I am running a website and asking people to fill out and scan a grid and send it back to us. We need to be able to automatically process the grid - trim out all whitespace around the black bordered grid, and then cut it up into squares. I've got the cutting up part working fine, and up until we rolled it out the initial unrotate/trim was working. Now, however, we're starting to get in all sorts of different quality scans and our system is not dealing well with this variation. Is there a bulletproof way of taking the scanned image, unrotating it and trimming out the white border? There could be all sorts of noise in the whitespace, but the border around the grid is a thin, continuous black line.
Thanks for the help!
Dave
Processing a scanned grid
- fmw42
- Posts: 25562
- Joined: 2007-07-02T17:14:51-07:00
- Authentication code: 1152
- Location: Sunnyvale, California, USA
Re: Processing a scanned grid
can you post some links to example files that you are having trouble with?

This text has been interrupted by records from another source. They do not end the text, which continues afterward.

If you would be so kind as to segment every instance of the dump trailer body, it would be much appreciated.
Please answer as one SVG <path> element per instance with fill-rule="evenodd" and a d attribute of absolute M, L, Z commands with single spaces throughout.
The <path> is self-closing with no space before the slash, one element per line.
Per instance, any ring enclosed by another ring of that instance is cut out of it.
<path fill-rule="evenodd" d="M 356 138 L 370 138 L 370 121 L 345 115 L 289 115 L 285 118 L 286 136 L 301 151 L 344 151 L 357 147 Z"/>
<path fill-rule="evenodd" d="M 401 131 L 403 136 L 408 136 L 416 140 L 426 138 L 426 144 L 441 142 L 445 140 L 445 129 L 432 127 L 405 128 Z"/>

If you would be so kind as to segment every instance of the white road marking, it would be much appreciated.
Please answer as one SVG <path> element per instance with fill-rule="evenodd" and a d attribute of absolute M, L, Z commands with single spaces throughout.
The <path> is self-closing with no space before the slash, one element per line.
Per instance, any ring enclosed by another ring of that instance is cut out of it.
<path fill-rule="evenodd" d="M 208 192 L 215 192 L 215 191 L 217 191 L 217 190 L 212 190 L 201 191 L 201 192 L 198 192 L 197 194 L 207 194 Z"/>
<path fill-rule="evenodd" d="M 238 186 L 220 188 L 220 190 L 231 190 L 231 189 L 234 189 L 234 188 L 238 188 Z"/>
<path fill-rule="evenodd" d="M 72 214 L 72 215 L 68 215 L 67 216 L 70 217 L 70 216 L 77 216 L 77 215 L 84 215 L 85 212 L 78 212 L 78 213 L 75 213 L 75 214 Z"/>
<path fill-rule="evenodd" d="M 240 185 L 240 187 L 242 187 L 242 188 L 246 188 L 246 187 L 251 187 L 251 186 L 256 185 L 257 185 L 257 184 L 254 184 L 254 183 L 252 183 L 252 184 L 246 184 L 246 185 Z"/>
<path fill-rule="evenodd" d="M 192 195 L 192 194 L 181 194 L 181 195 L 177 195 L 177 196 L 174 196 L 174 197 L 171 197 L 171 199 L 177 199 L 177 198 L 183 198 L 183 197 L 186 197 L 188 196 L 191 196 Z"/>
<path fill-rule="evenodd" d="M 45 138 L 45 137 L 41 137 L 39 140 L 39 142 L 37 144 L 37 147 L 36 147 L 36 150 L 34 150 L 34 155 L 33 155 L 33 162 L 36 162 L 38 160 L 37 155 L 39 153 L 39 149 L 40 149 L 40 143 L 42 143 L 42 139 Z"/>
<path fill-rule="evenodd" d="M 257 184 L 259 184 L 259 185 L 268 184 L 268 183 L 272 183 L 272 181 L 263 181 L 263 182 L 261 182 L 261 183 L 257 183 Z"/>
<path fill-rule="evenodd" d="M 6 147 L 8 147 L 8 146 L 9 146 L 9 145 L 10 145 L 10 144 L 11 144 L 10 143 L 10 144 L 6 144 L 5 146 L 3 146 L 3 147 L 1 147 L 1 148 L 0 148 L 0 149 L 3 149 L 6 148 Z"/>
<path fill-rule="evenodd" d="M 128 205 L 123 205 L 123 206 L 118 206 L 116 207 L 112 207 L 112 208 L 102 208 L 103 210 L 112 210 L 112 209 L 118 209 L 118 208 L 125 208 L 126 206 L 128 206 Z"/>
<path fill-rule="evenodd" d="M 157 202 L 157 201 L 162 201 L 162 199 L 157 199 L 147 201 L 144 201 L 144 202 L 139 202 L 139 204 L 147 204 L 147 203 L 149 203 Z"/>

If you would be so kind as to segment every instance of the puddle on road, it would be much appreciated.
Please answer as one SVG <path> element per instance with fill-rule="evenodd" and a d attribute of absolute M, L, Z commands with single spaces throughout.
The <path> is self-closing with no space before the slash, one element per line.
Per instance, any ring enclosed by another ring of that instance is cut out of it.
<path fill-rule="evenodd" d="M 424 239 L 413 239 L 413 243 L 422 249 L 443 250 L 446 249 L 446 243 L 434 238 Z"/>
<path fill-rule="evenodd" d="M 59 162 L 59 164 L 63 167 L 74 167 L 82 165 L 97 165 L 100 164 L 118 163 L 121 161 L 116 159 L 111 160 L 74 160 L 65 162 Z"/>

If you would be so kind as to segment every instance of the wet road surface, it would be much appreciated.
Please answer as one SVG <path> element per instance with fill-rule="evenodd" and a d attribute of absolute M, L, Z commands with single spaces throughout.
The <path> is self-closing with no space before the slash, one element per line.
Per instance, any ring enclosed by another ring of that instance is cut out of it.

Re: Processing a scanned grid
Hi Fred,
It's actually the same grid I had asked you about a few months ago: http://stepaheadtech.com/grid.png
I received an answer on StackOverflow about this question a few months ago as well: http://stackoverflow.com/questions/1007 ... dual-files
Do you think that's the right solution? It makes a lot of sense to me. Is there a way to do this without creating intermediary files?
Thanks!
Dave
It's actually the same grid I had asked you about a few months ago: http://stepaheadtech.com/grid.png
I received an answer on StackOverflow about this question a few months ago as well: http://stackoverflow.com/questions/1007 ... dual-files
Do you think that's the right solution? It makes a lot of sense to me. Is there a way to do this without creating intermediary files?
Thanks!
Dave
- fmw42
- Posts: 25562
- Joined: 2007-07-02T17:14:51-07:00
- Authentication code: 1152
- Location: Sunnyvale, California, USA
Re: Processing a scanned grid
can you provide a real scanned example with the grid filled or at least one grid filled where you have trouble? I am still not sure what you want to retrieve? Is it just the information in the boxes? If so can the information be filled with some other color that does not include white or black?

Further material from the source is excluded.